James Evans gave a fascinating talk I attended this week.
- James Evans gave a fascinating talk I attended this week.
- He studies how collectives "think."
- Unpredictability is the best predictor of a paper being highly influential.[gq]
- These ideas are "off manifold," they are outside the normal landscape of research.
- As AI makes it possible to work with large data sets, all of the human researchers are focusing on the same AI-adjacent topics, leading to less novelty.
- This is partly because humans have limited time, and want to make sure they can publish a paper.
- Consider choosing between:
- An "on manifold" idea that is more likely to be correct and publishable but not particularly interesting
- Vs an "off manifold" idea that is far more likely to not be correct or publishable, but if it is it is more likely to be interesting.

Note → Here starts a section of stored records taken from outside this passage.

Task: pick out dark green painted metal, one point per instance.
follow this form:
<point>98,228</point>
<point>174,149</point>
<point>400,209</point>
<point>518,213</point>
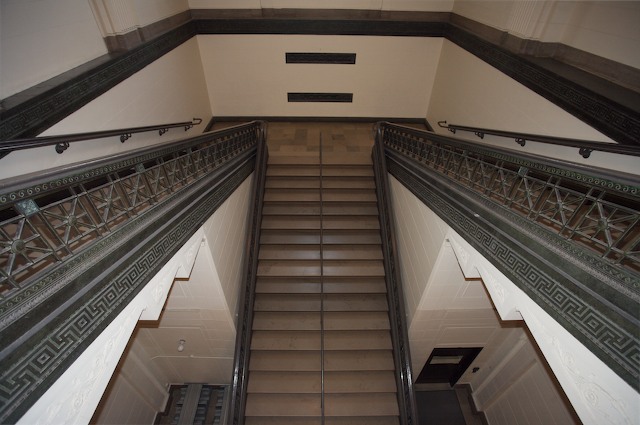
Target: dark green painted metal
<point>594,298</point>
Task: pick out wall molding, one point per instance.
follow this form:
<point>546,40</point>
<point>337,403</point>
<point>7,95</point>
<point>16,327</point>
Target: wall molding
<point>28,113</point>
<point>123,267</point>
<point>525,255</point>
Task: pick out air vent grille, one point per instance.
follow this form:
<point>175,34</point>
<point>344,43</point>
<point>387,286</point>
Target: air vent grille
<point>322,58</point>
<point>320,97</point>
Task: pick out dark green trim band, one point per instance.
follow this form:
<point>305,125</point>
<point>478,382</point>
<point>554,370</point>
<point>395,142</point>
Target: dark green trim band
<point>563,285</point>
<point>46,105</point>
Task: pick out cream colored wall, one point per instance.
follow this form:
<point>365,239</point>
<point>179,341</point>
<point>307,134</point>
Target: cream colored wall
<point>519,388</point>
<point>445,309</point>
<point>605,28</point>
<point>247,75</point>
<point>421,231</point>
<point>201,309</point>
<point>171,89</point>
<point>136,394</point>
<point>468,91</point>
<point>40,39</point>
<point>150,11</point>
<point>226,233</point>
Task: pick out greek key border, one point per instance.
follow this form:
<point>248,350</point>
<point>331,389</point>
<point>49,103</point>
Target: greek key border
<point>28,372</point>
<point>614,120</point>
<point>594,326</point>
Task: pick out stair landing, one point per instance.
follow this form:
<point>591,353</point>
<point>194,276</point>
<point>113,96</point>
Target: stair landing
<point>321,349</point>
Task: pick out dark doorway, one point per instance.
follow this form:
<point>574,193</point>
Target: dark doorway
<point>447,365</point>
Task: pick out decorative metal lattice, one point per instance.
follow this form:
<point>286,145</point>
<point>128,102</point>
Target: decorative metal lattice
<point>43,224</point>
<point>595,212</point>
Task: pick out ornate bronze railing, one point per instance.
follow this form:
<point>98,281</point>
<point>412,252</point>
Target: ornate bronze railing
<point>247,292</point>
<point>585,147</point>
<point>395,296</point>
<point>83,240</point>
<point>567,235</point>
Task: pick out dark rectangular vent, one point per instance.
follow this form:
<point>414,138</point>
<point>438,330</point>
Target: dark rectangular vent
<point>328,58</point>
<point>320,97</point>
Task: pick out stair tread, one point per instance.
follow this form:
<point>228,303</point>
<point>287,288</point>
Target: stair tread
<point>279,320</point>
<point>287,302</point>
<point>376,381</point>
<point>285,340</point>
<point>283,404</point>
<point>311,284</point>
<point>357,340</point>
<point>353,320</point>
<point>361,420</point>
<point>289,268</point>
<point>283,420</point>
<point>285,382</point>
<point>351,360</point>
<point>279,360</point>
<point>368,404</point>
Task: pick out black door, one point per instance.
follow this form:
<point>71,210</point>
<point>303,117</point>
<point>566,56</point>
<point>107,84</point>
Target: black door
<point>447,365</point>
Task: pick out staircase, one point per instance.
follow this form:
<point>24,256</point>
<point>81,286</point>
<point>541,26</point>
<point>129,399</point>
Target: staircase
<point>321,349</point>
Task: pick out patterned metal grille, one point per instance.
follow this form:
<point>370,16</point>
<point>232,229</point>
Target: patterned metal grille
<point>41,226</point>
<point>594,212</point>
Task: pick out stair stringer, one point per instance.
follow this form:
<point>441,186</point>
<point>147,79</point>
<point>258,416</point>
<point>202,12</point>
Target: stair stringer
<point>597,393</point>
<point>73,398</point>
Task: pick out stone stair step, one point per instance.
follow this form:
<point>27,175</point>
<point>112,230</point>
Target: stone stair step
<point>355,302</point>
<point>357,340</point>
<point>329,182</point>
<point>298,285</point>
<point>378,381</point>
<point>286,382</point>
<point>287,302</point>
<point>291,208</point>
<point>353,320</point>
<point>351,252</point>
<point>280,420</point>
<point>356,285</point>
<point>293,170</point>
<point>288,268</point>
<point>286,320</point>
<point>354,222</point>
<point>289,252</point>
<point>295,237</point>
<point>349,195</point>
<point>349,208</point>
<point>285,340</point>
<point>347,170</point>
<point>351,237</point>
<point>361,420</point>
<point>291,195</point>
<point>285,360</point>
<point>352,360</point>
<point>369,404</point>
<point>353,268</point>
<point>300,182</point>
<point>291,222</point>
<point>283,404</point>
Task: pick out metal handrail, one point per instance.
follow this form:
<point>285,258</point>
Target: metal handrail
<point>393,280</point>
<point>62,141</point>
<point>585,147</point>
<point>564,233</point>
<point>247,292</point>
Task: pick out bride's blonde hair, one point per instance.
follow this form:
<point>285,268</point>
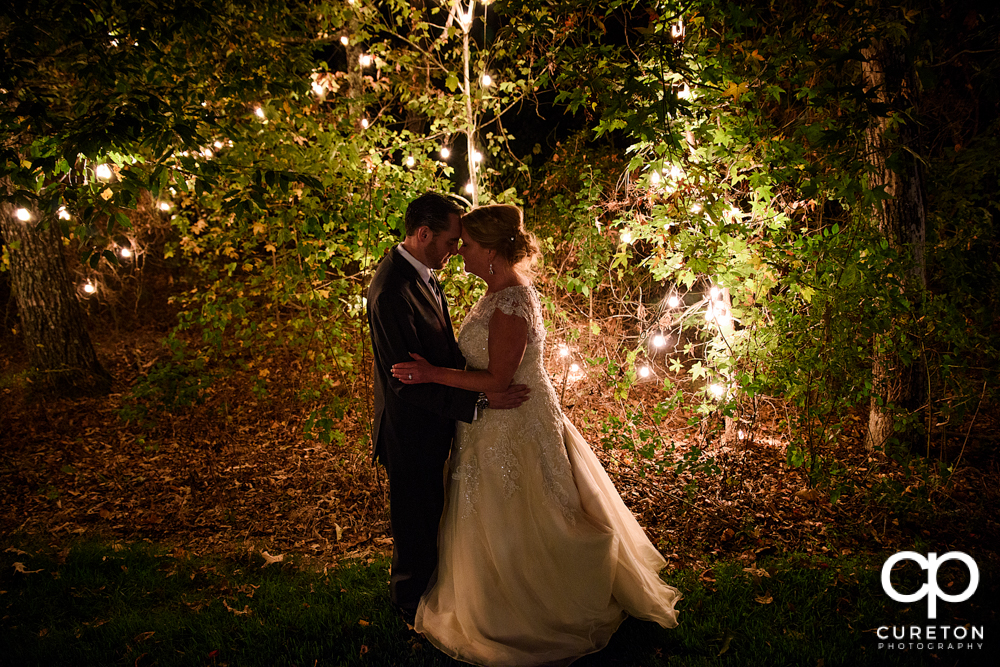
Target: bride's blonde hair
<point>500,227</point>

- Humans will pick the former.
- But AIs don't get bored, and you can assign them tasks that no human would agree to waste their time on.
- So you can have the AIs swarm precisely on the off-manifold ideas that humans aren't looking at.
- It's kind of like the reverse of Goodhart's Law.
- His research also finds that more complex language models naturally build a kind of "society of mind" inside of themselves.
- They literally develop multiple personas and talk to themselves in those personas.
- It's easier for a model to spit out: "Sarah: Hmmm that didn't work let me try diving deeper to see if I can fix it. Bob: Wait no, I think we should backtrack" than for a single model with a single persona to realize it should backtrack.
- It's kind of funny this happens; I think of it like the model having a ventriloquist dummy it's talking to that it's puppeting but also listening to like it's a real person.
- Plato said that all insight comes from dialogue; it makes sense that models create internal dialogues to get better at having insights.